Ukraine unter Drohnenbeschuss: Luftabwehr wehrt Angriffe auf Kiew und Charkiw ab.
Explosionen in Kiew und Charkiw
Nach Angaben von Novyny.live: In der Nacht zum 24. Januar 2023 erschütterten Explosionen die ukrainische Hauptstadt Kiew. Russische Drohnen griffen die Metropole an. Der Leiter der städtischen Militärverwaltung, Tymur Tkachenko, warnte vor mehreren Drohnengruppen, die sich der Hauptstadt näherten. Die ukrainische Luftabwehr (PPO) war im Einsatz, um die Bedrohung am Himmel über Kiew zu bekämpfen.
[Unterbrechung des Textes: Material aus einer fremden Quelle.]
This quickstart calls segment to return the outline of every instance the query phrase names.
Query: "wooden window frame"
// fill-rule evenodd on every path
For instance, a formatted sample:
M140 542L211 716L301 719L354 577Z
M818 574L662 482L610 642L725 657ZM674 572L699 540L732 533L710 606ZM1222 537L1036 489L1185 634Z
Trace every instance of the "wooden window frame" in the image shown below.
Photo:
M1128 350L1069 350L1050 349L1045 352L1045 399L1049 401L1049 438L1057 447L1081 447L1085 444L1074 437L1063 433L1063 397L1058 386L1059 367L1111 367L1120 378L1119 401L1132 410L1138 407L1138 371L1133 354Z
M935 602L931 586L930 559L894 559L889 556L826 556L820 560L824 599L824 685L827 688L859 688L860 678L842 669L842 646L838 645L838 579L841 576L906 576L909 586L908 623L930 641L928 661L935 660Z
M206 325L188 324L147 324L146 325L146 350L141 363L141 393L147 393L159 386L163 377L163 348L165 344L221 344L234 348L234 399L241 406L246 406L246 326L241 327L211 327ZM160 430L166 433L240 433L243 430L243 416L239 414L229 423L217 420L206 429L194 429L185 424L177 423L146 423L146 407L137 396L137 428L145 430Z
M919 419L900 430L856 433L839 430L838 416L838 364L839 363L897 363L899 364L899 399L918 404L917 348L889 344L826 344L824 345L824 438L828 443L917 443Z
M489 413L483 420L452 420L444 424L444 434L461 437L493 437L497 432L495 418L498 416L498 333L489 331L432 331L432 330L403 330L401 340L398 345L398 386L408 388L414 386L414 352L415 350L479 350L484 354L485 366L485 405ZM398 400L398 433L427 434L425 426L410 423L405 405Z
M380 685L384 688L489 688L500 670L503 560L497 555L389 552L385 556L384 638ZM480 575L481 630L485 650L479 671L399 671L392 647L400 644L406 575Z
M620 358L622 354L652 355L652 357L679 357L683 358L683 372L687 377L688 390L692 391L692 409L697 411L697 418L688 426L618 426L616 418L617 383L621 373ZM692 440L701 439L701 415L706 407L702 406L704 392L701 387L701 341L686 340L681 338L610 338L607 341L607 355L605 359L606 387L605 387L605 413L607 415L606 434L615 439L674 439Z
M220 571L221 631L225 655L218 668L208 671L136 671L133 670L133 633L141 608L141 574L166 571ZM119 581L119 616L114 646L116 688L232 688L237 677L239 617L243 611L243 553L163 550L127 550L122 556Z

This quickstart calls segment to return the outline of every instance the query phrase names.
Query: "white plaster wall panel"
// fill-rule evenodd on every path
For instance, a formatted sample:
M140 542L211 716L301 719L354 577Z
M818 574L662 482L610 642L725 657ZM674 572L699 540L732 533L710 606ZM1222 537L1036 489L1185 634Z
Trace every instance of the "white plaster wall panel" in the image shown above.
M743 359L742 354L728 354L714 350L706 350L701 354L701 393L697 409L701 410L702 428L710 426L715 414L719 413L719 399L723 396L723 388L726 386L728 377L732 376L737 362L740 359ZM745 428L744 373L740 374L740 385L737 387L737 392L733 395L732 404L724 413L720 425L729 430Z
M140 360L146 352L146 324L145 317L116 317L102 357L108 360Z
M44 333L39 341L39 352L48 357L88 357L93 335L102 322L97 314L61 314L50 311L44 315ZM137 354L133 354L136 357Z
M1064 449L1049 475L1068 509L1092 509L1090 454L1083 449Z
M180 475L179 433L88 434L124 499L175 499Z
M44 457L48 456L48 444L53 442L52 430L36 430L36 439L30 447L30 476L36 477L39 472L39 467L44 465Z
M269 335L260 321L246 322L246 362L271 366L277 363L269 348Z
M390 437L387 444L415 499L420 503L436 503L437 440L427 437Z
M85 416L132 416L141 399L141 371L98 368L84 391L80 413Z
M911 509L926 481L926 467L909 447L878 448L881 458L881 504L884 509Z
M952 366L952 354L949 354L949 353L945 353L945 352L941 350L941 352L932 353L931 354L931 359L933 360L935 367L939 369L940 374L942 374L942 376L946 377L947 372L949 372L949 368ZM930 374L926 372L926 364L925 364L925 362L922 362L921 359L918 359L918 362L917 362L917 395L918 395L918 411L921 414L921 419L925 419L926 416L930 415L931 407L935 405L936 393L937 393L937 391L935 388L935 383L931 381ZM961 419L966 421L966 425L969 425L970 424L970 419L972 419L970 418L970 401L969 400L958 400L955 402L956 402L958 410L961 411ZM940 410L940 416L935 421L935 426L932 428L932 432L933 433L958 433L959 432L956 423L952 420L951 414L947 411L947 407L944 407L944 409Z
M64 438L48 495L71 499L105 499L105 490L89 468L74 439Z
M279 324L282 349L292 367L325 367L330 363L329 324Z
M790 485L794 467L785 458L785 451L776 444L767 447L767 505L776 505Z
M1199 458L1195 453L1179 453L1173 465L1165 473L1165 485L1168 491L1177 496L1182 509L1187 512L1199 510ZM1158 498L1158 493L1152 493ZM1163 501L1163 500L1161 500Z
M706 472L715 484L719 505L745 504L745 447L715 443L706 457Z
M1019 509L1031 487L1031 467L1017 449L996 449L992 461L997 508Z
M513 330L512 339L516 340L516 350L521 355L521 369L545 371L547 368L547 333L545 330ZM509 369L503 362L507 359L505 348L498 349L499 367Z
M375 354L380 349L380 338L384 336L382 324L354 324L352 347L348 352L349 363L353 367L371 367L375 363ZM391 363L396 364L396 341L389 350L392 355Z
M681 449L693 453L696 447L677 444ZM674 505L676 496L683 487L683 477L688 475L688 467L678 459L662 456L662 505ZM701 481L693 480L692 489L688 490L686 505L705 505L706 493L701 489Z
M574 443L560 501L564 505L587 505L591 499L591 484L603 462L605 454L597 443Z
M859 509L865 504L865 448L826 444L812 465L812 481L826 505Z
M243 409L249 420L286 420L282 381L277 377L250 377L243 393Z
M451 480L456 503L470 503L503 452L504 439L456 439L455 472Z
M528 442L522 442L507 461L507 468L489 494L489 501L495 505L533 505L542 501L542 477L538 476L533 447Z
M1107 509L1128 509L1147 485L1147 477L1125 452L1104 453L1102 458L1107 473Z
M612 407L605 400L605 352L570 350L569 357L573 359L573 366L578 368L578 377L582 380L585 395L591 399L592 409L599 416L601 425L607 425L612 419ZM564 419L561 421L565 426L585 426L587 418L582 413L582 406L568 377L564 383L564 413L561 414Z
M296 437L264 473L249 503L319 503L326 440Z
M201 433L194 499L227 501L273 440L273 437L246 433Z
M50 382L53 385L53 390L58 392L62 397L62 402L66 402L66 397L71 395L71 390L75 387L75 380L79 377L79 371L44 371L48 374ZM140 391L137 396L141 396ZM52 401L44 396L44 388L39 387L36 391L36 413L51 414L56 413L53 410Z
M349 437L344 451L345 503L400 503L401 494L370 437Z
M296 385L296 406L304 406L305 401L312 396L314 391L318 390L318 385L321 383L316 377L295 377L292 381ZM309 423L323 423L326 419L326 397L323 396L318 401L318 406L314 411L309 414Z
Die Luftstreitkräfte der Ukraine warnten zudem vor möglichen ballistischen Angriffen auf Kiew. Die Bewohner der Hauptstadt wurden aufgefordert, in Schutzräumen zu bleiben, bis die Luftalarm-Entwarnung gegeben wird.
Massiver Angriff auf Charkiw
Parallel dazu griffen russische Truppen in der vergangenen Stunde auch Charkiw massiv mit Drohnen an. Dort waren mehr als ein Dutzend Explosionen zu hören. Die Angriffe verursachten Schäden an Wohnhäusern, lösten mindestens einen Brand aus und führten zu Verletzten. Die Lage bleibt angespannt, und die Luftabwehrkräfte setzen ihren Einsatz zum Schutz der Bevölkerung fort.
Dieser Angriff ist Teil der seit 2014 andauernden kriegerischen Auseinandersetzungen zwischen der Ukraine und Russland.
Die zunehmende Intensität der Luftangriffe zeigt die wachsende Gefahr für die Zivilbevölkerung und unterstreicht die Notwendigkeit verstärkter Sicherheitsmaßnahmen in ukrainischen Städten. Die Situation in Charkiw verdeutlicht besonders die Bedeutung einer effektiven Luftabwehr und der Bereitschaft der lokalen Behörden, auf Notfälle zu reagieren. Solche Angriffe auf urbane Zentren gehören mittlerweile zum traurigen Alltag in vielen Regionen des Landes.